I live near Par and if you want sand, we've got a bit to spare! Also try the drive through china clay country from the A30 at Roche Cross through Roche and then down the A391 to St Austell. The landscapes through the china clay workings are, well, different! And the views as you drop down into St. Austell are brilliant on a clear day. Probably best to avoid St. Austell itself. (That'll land me in jail, I'm sure!)
Also, avoid Mevagissey totally!!! The main car park is a rip-off in summer - £1.50 per HOUR for motorhomes, and the streets are somewhat narrow. Park in St. Austell & take the bus. Fowey is another place you can't drive a motorhome through, it's worse than St. Ives. Use main car park if you're fit, or Readymoney if you prefer a level walk. (What a lovely name for a car park. Who says the locals don't have a sense of humour?)
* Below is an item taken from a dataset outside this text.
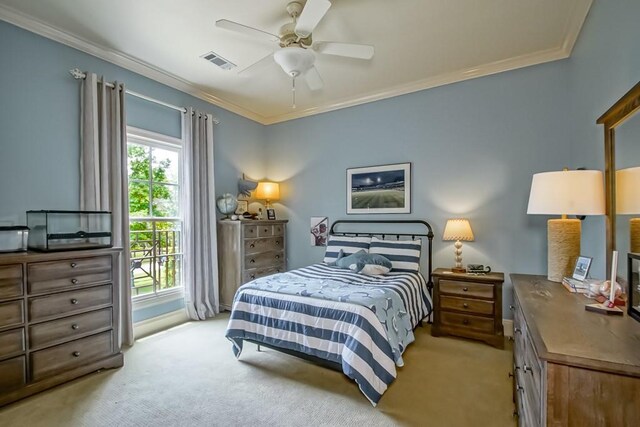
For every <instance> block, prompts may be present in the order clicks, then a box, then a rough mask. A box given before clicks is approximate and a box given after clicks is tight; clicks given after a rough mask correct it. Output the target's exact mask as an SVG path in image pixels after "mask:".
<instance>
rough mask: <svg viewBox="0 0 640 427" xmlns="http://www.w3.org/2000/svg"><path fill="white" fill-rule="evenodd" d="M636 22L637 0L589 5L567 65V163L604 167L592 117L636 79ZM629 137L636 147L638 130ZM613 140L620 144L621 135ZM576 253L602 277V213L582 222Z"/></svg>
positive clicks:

Wherever you go, enjoy your trip. The locals are, in the mainpart, very friendly, especially if you're spending money. Don't ask for a cornish pasty, they're just pasties in this neck of the woods, and definately don't ask for chips with your pasty. My personal weakness, well the only one I'm going to confess to here, unless I'm going to get paid for it, is clotted cream. Only get Rodda's. Try it ontop of ice cream, or with jam on a scone. (The jam goes on first, the cream last.)
Regards

Apothecary


----------